Oracle Observations

April 24, 2007

UNIX debuggers & archive.org

Filed under: Pro*C,Unix — bigdaveroberts @ 4:44 pm

It never ceases to surprise me, the number of different debuggers produced.

adb, sdb, gdb, dbx, mdb and edb.

edb?

I came across edb while trying to find a solution to a novel Oracle problem.

After compiling a newly amended Pro*C program, it failed to work, at all.

To investigate the problem, I ran the program under truss to see what was happening.

To my surprise, Oracle was making 50 attempts to open a network connection, and after failing 50 times, was exiting in an ungracious manor.

My next step I was planning to take was to run it through a debugger.

I started looking for all the usual culprits, but, disappointingly none seemed to be present.

As an alternative to attempting to get gdb compiled/installed, I attempted a search for any 3 letter programs ending db, and discovered the improbably named edb debugger. (Improbable, until I found out that it was written by Edinburgh Portable Compilers)
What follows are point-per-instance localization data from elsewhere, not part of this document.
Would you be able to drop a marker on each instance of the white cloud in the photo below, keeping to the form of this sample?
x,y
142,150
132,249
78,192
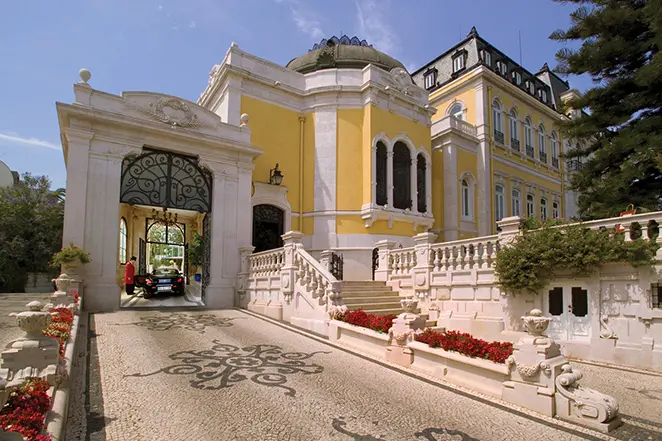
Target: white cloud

So I went off onto the internet to see if I could locate some documentation.

Unfortunately, while the website did still exist at that time (www.epc.co.uk), the documentation was incomplete and/or corrupt.

It was then that an ex-collogue suggested that I try archive.org.

And, while my employer had blacklisted the site, I popped over to the customer, and located several iterations of the companies’ website, replete with multiple iterations of the edb manual!

In the end, by the time that I had returned with my documentation, the problem had already been resolved by my original colleague.

And what was the cause of this odd behavior?

Well, the makefile had hard coded directories for the include files, and the wrong version of the sqlca structure had been used, and when linked with libraries from a different release, produced the original bizarre observed behavior.

April 12, 2007

Async I/O and all that.

Filed under: AIX,Unix — bigdaveroberts @ 10:10 am

While I do like to characterise myself as a DBA, I have only had one all nighter, which sort of exposes the conceit of my claim.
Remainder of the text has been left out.